Greenhouse gas emissions in an agroforestry system of the southeastern USA

Agroforestry systems may provide diverse ecosystem services and economic benefits that conventional agriculture cannot, e.g. potentially mitigating greenhouse gas emissions by enhancing nutrient cycling, since tree roots can capture nutrients not taken up by crops. However, greenhouse gas emission data from agroforestry systems are not available in the southeastern USA, thus limiting our ability to optimize agroforestry management strategies for the region. We hypothesized that tree-crop interactions could prevent excess N from being released to the atmosphere as nitrous oxide (N2O). We determined N2O and carbon dioxide (CO2) emissions, soil temperature, water content, and surface-soil inorganic N in an 8-year-old agroforestry site at the Center for Environmental Farming Systems in Goldsboro, North Carolina, USA. The experimental design was a factorial arrangement of soil texture (loamy sand, sandy loam, and clay loam) and canopy cover (cropped alley, margin between crops and trees, and under Pinus palustris, Pinus taeda, and Quercus pagoda) with three replications. Sampling occurred 42 times within a year using static, vented chambers exposed to the soil for 1-h periods. Soil N2O emission was lower under tree canopies than in cropped alleys, and margin areas were intermediate. Soil texture, water content, and inorganic N were key determinants of the magnitude of N2O emission. Soil CO2 emission was controlled by temperature and water content as expected, but surprisingly not by their interaction.

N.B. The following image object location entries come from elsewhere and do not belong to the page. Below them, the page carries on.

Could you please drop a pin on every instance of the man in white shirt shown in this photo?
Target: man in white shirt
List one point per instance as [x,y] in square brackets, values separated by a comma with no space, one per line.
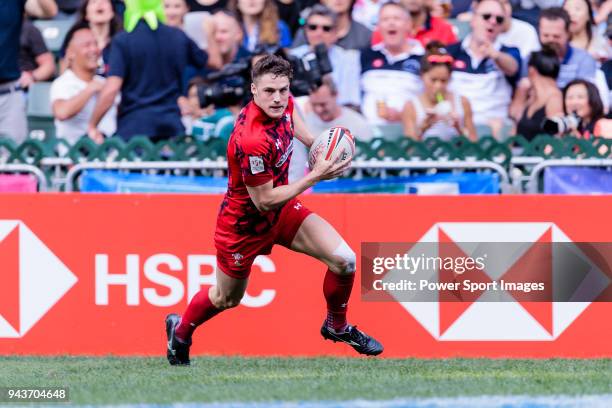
[390,70]
[519,34]
[74,93]
[320,28]
[322,112]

Soil temperature was 1.8 +/- 1.3 degrees C lower and soil water content was 0.043 +/- 0.15 m(3) m(-3) lower under tree canopy than in cropped alleys, which helped to reduce CO2 emission under trees relative to that in cropped alleys. Our results provide a foundation for reducing greenhouse gas emissions in complex agricultural landscapes with varying soil texture by introducing timber production without abandoning agricultural operations.